Research before this study seemed to point out that a better education would lead to higher salaries, finer homes and safer neighborhoods, as well as plenty of free time to take part in activities that lead to a healthy lifestyle. In 1980, a paper published by the National Bureau of Economic Research found that 25-year-old participants with some college education had an expectation of living an average of 54.4 more years, compared to 25-year-old participants who had only high school diplomas who had a life expectation of 51.6 more years. This could be because educated people have more money with which to acquire medical treatment and, possibly, educated people are capable of making more informed decisions about taking care of themselves.
In other studies, it has been shown that higher education can result in improved mental health in later life. Not only can education boost cognitive function, but it can make it easier for a person to pursue things they enjoy doing and find a mental flow, unlike those who find themselves in dead-end jobs with long hours and little pay. This new study announces that this is not always the case, and anyone can achieve mental well-being in spite of educational background, income, or job.

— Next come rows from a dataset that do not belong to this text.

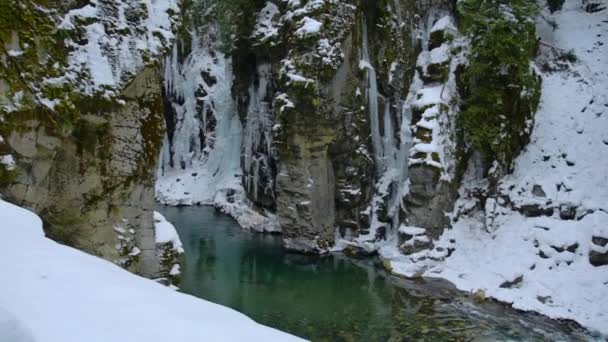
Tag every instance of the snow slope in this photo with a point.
(542, 263)
(53, 293)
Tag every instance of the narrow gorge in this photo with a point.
(461, 140)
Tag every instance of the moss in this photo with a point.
(62, 225)
(555, 5)
(499, 88)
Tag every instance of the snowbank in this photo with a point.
(542, 263)
(54, 293)
(166, 233)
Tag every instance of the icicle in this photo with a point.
(372, 96)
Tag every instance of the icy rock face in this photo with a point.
(84, 124)
(432, 102)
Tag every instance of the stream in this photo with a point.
(335, 298)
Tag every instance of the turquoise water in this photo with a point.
(334, 298)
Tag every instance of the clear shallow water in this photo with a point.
(335, 298)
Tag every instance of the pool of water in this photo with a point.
(335, 298)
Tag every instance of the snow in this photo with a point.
(411, 230)
(8, 161)
(444, 24)
(308, 27)
(109, 57)
(54, 293)
(265, 29)
(165, 232)
(211, 174)
(541, 263)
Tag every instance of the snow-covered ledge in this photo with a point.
(54, 293)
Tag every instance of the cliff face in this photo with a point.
(352, 118)
(318, 119)
(82, 121)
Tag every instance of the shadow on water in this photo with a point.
(335, 298)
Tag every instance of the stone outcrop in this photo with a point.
(84, 141)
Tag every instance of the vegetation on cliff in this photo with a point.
(499, 87)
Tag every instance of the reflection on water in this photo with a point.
(335, 298)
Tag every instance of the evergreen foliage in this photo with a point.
(500, 89)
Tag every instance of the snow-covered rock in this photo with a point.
(53, 293)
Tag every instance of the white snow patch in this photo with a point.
(55, 293)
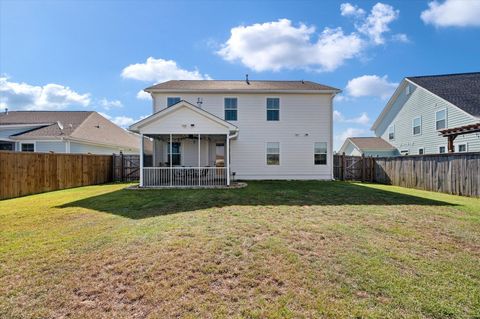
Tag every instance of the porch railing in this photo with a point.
(184, 176)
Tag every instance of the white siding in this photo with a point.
(304, 120)
(424, 104)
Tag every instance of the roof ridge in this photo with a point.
(440, 75)
(82, 123)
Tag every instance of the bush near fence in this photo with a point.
(452, 173)
(24, 173)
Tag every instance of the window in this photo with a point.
(391, 132)
(172, 100)
(320, 155)
(441, 119)
(28, 147)
(273, 153)
(176, 155)
(417, 125)
(7, 146)
(230, 109)
(273, 109)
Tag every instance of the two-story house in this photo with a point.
(422, 107)
(206, 132)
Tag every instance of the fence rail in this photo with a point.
(453, 173)
(184, 176)
(24, 173)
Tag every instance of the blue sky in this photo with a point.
(94, 55)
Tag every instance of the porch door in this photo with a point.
(176, 154)
(220, 154)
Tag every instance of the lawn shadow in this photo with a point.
(138, 204)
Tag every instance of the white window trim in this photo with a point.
(279, 108)
(279, 153)
(388, 132)
(319, 153)
(413, 125)
(446, 117)
(28, 142)
(457, 147)
(171, 97)
(230, 97)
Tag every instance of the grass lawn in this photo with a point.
(270, 250)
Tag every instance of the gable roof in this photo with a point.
(85, 126)
(157, 115)
(239, 86)
(371, 143)
(462, 90)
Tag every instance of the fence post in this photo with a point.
(363, 167)
(122, 167)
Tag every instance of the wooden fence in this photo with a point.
(24, 173)
(453, 173)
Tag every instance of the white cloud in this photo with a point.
(401, 37)
(377, 22)
(347, 9)
(452, 13)
(362, 119)
(370, 85)
(142, 95)
(107, 104)
(280, 45)
(48, 97)
(160, 70)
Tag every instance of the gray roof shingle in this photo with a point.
(462, 90)
(237, 85)
(371, 143)
(83, 125)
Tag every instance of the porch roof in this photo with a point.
(183, 118)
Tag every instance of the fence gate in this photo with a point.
(354, 168)
(126, 168)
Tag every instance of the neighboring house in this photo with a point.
(247, 129)
(367, 146)
(422, 106)
(64, 132)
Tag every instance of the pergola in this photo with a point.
(452, 133)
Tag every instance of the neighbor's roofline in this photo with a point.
(155, 90)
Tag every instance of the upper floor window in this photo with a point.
(391, 132)
(417, 126)
(273, 109)
(441, 119)
(230, 108)
(28, 147)
(171, 100)
(320, 153)
(273, 153)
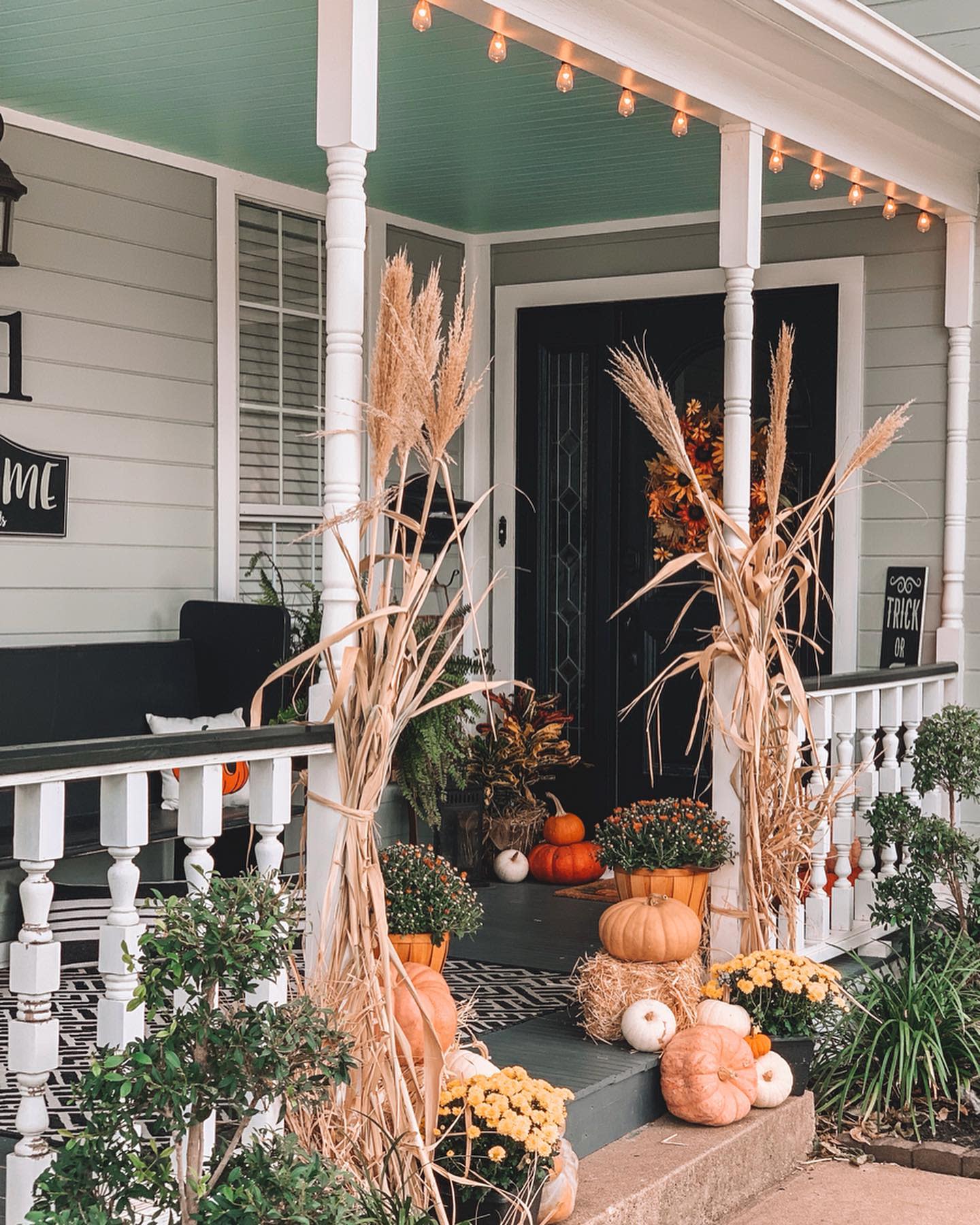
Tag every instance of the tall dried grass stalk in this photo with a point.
(765, 592)
(384, 669)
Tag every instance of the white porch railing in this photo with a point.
(38, 774)
(865, 723)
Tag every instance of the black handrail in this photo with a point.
(875, 676)
(69, 755)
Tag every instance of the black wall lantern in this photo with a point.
(12, 190)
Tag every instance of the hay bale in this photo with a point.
(606, 987)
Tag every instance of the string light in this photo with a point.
(565, 80)
(422, 18)
(497, 49)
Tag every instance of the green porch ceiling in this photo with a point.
(463, 142)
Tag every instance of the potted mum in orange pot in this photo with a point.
(668, 847)
(428, 900)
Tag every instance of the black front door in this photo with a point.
(585, 540)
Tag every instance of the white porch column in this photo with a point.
(739, 254)
(347, 131)
(961, 243)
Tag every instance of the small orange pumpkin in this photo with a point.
(652, 929)
(434, 1004)
(759, 1044)
(708, 1076)
(234, 777)
(564, 828)
(576, 864)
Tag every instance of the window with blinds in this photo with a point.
(281, 392)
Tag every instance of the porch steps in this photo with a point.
(675, 1174)
(615, 1090)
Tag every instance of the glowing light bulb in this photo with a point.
(422, 18)
(497, 48)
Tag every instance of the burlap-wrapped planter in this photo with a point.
(606, 987)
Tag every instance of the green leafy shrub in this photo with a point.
(912, 1043)
(425, 894)
(217, 1051)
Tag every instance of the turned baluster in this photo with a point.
(124, 830)
(35, 978)
(889, 772)
(866, 793)
(817, 906)
(842, 896)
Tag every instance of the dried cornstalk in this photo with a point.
(384, 669)
(765, 592)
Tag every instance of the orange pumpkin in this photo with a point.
(563, 828)
(708, 1076)
(576, 864)
(759, 1044)
(652, 929)
(234, 777)
(434, 1004)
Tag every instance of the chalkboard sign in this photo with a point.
(33, 491)
(904, 610)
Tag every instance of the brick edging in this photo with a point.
(937, 1157)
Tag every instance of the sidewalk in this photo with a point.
(837, 1194)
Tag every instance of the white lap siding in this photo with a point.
(116, 288)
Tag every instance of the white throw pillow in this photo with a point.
(161, 725)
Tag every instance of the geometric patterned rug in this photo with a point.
(500, 996)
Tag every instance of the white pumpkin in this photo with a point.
(511, 866)
(774, 1077)
(649, 1026)
(463, 1062)
(729, 1016)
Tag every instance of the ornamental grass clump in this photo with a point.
(499, 1132)
(664, 833)
(424, 894)
(785, 994)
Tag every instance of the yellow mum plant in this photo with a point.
(499, 1132)
(784, 992)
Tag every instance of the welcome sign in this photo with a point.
(904, 610)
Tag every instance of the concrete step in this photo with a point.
(675, 1174)
(615, 1090)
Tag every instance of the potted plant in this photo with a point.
(669, 847)
(787, 996)
(496, 1145)
(428, 900)
(517, 750)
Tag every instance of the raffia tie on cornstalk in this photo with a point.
(384, 669)
(765, 593)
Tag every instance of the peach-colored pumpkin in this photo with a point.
(436, 1004)
(708, 1076)
(653, 929)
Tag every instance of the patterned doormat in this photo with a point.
(497, 996)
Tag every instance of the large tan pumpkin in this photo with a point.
(436, 1004)
(653, 929)
(708, 1076)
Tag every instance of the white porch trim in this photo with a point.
(848, 274)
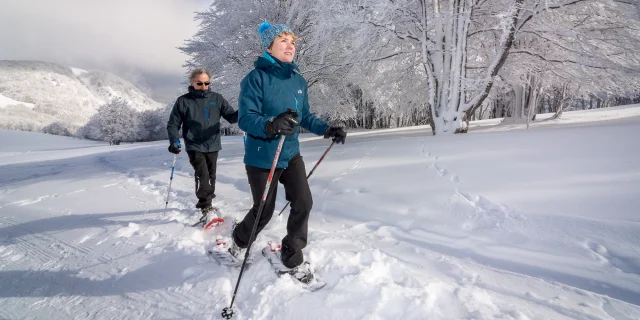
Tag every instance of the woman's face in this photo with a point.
(283, 47)
(201, 82)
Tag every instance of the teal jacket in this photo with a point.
(267, 91)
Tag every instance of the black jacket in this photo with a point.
(198, 113)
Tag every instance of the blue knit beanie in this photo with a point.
(269, 32)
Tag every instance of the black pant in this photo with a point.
(297, 191)
(204, 164)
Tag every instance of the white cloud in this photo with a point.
(119, 36)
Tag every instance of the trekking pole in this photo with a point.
(228, 312)
(310, 173)
(173, 166)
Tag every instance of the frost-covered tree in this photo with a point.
(153, 123)
(115, 121)
(56, 128)
(432, 61)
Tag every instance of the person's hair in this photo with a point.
(195, 73)
(280, 35)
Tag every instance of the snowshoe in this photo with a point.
(302, 273)
(227, 253)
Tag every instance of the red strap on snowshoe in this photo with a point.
(216, 221)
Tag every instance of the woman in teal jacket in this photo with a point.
(266, 94)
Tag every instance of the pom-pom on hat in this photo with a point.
(268, 32)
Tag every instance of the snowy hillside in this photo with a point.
(499, 223)
(34, 94)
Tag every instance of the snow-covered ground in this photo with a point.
(6, 101)
(500, 223)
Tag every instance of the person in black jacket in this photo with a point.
(198, 112)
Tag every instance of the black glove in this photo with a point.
(282, 124)
(175, 148)
(339, 135)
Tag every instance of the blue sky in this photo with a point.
(136, 40)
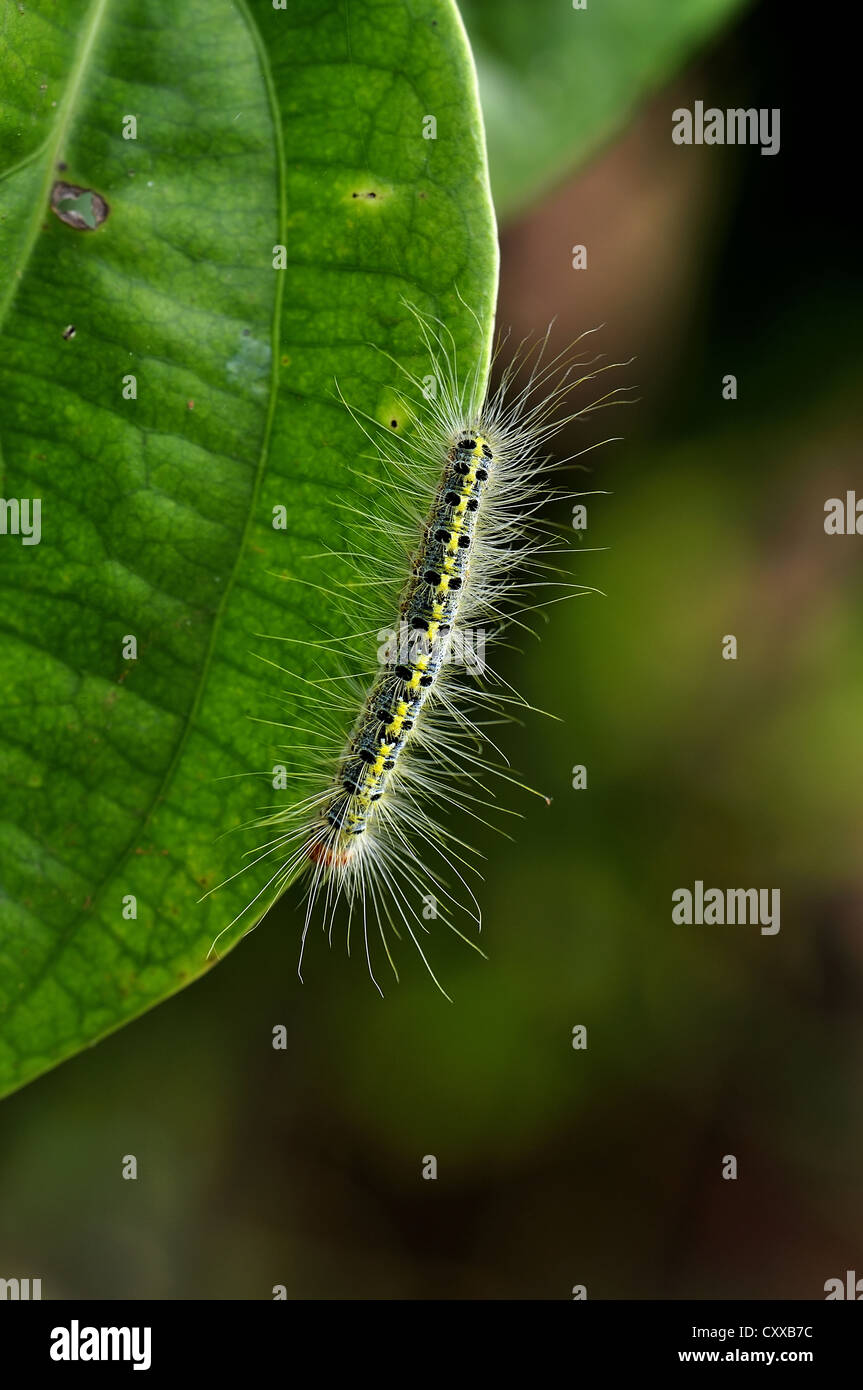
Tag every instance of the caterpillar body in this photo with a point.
(403, 751)
(395, 702)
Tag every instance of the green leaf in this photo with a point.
(556, 81)
(255, 128)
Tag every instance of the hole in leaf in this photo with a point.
(78, 207)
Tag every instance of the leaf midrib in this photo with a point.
(61, 940)
(53, 146)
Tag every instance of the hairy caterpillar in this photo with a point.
(400, 747)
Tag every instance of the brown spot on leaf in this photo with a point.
(78, 207)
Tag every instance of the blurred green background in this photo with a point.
(560, 1166)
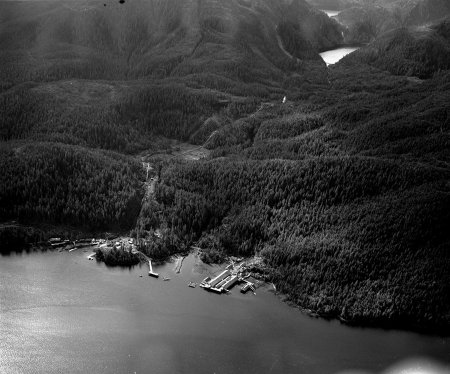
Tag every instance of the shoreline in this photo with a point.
(259, 275)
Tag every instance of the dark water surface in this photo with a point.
(60, 313)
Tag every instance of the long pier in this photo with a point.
(151, 272)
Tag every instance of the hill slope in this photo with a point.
(414, 52)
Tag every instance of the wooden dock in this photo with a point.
(150, 270)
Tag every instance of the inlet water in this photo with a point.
(60, 313)
(333, 56)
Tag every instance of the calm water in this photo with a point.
(334, 55)
(60, 313)
(331, 13)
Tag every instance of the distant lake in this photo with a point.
(334, 55)
(331, 13)
(60, 313)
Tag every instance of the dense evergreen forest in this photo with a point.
(342, 190)
(64, 184)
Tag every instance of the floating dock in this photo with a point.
(151, 272)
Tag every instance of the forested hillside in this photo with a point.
(345, 196)
(60, 184)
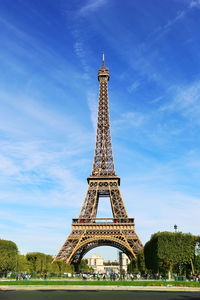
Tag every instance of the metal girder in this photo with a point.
(87, 231)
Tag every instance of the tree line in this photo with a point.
(169, 253)
(35, 263)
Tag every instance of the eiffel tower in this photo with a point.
(88, 231)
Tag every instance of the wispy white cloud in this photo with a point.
(130, 119)
(195, 3)
(133, 87)
(185, 101)
(91, 6)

When conducting the study, researchers took into account factors such as financial status and mental well-being, which can be, but is not always, linked to mental illness. Participants numbered 17,030 and the data was from the Health Survey for England from 2010 and 2011. The findings indicated that individuals with a stronger sense of psychological well-being were much more likely to be happy and contented. When this was measured and compared to the standard of peoples’ educations, there was no clear connection to a person’s mental health, reports NetDoctor. The study’s author Professor Sarah Stewart-Brown said:
“These findings are quite controversial because we expected to find the socioeconomic factors that are associated with mental illness would also be correlated with mental well-being. So if low educational attainment was strongly associated with mental illness, high educational attainment would be strongly connected to mental well-being. But that is not the case.”
She continued by stating that the study’s findings may change the planning of mental health programs, since considering the education level of patients may not be necessary.
According to Anna Hodgekiss of the Daily Mail, the new finding that education levels do not necessarily improve mental well-being might be attributed to the fact that people do not need to have extensive education to have a good work ethic, and if a person lives in an ethnic community there is often a good support structure.
In particular, African, African-Caribbean, Indian, and Pakistani communities showed substantially increased odds of mental well-being, says The Tribune of India.